Erkenntnisse und kurze Notizen: Wein des Abends? Sehr schwierig, durchwegs hohes Niveau (keine Korkfehler sowie keine anderen problematischen Flaschen oder Weinfehler). Für den Schreibenden persönlich ein grosser Favorit war der Comtes de Champagne 2008 von Taittinger. Dicht gefolgt vom Krug GC Edition 164. Der Rare 2008, der Charles Heidsieck Rosé 2008 und der "normale" Louis Roederer Vintage 2008* gefielen ebenfalls sehr. Auch die restlichen "normalen" Blends (siehe Serie 1a und 1b) zeigten eine sehr tolle Preis/Leistung; ebenso die zwei restlichen Blancs de Blancs aus Serie 2 (Delamotte und Mandois), obwohl sie natürlich gegen den Ueberflieger Comtes de Champagne 2008 einen schweren Stand hatten.

Einzig der Michel Arnould (der einzige Blanc de Noirs) fiel im Gaumen ohne Länge schnell ab, dies nachdem er in der Nase eine so tolle Pinot Noir-Frucht zeigte. Dagegen bestätigte der Drappier seinen Ruf als Underdog in der Sparte kleinere Häuser - ca. ein Drittel des Weins wird im Holz ausgebaut in der ersten Gärung. Akazien, Wachs und Honig dominierten diesen tollen Champagner.

Der Bollinger R.D. 2008 war mit einem der neuesten Degorgierdaten (Ende Oktober 2022, also erst vor ziemlich genau einem Jahr) wohl noch etwas (zu?) jung bzw. verschlossen - dies insbesondere im Vergleich zu seinem sehr trinkbereiten und fruchtigeren "kleinen Bruder" Bollinger LGA 2008 (beide im Direktvergleich in Serie 4 verkostet, siehe oben). 
Auch der Dom Pérignon 2008 zeigte sich noch etwas verschlossen, aber schon deutlich trinkbereiter als kurz nach seinem Marktstart 2019-2020. Beides Champagner-Giganten im Tiefschlaf, die man wohl erst in 5 bis 10 Jahren (bei korrekter Lagerung!) oder noch später aufwecken und trinken sollte? Time will tell, aber wahrscheinlich ist das eine treffende Prognose.

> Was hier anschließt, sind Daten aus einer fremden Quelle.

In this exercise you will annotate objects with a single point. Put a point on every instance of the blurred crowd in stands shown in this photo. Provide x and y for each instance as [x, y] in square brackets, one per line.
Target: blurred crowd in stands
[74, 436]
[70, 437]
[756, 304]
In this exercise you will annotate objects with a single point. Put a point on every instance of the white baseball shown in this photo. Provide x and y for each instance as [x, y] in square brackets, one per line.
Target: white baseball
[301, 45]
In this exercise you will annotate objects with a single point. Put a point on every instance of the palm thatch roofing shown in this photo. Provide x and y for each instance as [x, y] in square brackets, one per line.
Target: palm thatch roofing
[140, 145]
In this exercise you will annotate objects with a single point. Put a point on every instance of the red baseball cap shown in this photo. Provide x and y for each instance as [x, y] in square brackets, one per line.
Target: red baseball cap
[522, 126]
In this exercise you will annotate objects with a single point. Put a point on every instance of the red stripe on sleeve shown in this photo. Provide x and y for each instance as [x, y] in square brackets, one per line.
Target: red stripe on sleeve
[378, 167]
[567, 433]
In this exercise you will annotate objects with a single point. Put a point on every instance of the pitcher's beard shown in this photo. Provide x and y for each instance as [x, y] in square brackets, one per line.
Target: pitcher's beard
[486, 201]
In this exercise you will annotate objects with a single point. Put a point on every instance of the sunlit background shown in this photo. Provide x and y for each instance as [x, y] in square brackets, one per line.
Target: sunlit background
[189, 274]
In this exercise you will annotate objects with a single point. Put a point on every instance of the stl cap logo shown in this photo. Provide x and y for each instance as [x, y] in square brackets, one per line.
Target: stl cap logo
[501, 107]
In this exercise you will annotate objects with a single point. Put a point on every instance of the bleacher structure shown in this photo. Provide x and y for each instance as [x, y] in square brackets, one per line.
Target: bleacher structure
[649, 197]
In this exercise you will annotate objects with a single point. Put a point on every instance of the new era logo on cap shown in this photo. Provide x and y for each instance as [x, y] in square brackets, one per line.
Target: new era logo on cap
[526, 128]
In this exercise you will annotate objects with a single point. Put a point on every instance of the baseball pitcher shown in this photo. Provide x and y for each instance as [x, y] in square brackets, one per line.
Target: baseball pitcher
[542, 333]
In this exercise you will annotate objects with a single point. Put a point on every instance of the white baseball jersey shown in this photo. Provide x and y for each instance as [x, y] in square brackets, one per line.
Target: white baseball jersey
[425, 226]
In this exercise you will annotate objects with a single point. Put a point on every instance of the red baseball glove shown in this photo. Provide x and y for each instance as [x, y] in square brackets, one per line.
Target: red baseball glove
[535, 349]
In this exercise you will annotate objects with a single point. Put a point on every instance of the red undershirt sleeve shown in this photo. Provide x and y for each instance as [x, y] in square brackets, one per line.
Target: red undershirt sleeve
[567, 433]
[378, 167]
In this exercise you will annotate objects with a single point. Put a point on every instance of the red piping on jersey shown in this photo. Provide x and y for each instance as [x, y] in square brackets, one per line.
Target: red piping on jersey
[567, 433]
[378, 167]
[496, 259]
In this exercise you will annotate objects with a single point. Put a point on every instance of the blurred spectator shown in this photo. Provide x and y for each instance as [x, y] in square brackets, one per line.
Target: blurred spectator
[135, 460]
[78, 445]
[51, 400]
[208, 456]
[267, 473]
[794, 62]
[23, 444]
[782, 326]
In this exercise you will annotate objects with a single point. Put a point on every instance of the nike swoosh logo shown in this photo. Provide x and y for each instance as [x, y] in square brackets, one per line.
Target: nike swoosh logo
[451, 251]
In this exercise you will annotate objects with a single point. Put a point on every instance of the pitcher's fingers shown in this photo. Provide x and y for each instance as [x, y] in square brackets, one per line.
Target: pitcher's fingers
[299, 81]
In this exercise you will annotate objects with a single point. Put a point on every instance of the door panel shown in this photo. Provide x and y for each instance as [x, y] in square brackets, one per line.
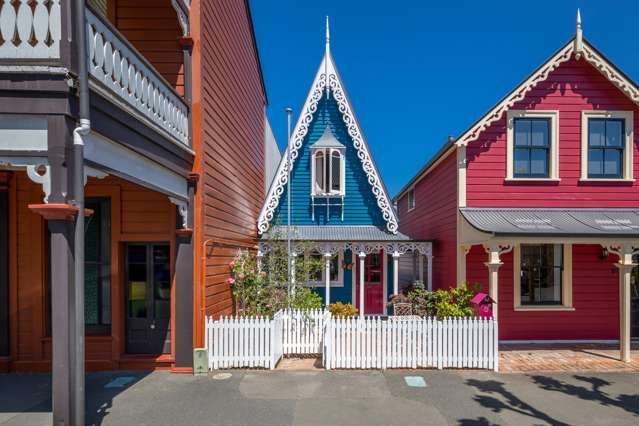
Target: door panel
[373, 284]
[634, 301]
[4, 274]
[148, 298]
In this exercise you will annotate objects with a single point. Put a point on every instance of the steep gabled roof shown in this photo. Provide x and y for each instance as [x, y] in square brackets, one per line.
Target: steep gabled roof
[326, 80]
[579, 48]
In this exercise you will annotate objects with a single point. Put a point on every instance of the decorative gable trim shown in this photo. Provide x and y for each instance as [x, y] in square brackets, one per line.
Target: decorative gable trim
[327, 72]
[577, 47]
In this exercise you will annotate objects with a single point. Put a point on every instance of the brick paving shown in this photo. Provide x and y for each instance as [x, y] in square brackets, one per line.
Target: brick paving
[563, 358]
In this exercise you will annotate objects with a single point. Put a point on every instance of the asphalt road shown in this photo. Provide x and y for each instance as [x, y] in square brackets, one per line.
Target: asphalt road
[335, 398]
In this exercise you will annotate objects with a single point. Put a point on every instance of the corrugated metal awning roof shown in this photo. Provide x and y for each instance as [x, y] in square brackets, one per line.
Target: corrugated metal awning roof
[536, 221]
[335, 233]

Auf jeden Fall sind viele 2012-Champagner (unserer Meinung nach ist 2012 der nächste sehr gute Jahrgang nach 2008 in der Champagne, so sehen es auch die meisten Weinkritiker) bereits jetzt - also Ende 2023 - viel trinkbereiter als ihre Pendants aus dem Jahr 2008. Das alleine zeigt die unglaubliche Langlebigkeit, die der Champagner-Jahrgang 2008 noch vor sich haben wird in den nächsten Jahren - oder teils sogar Jahrzehnten!

Ein Ausblick als Idee zum Abschluss: Idealerweise sollte man eine ähnliche 2008er-Degustation eines Tages mit Flaschen im Magnum-Format wiederholen.


* Auf einen Louis Roederer Cristal 2008 wurde bei der Degustation verzichtet, da wir keine Flasche mehr vorrätig hatten; die Cristal-Neupreise bewegen sich (wie bei fast allen anderen 2008-Champagnern mit klingenden Namen) mittlerweile leider in schwindelerregende Höhen.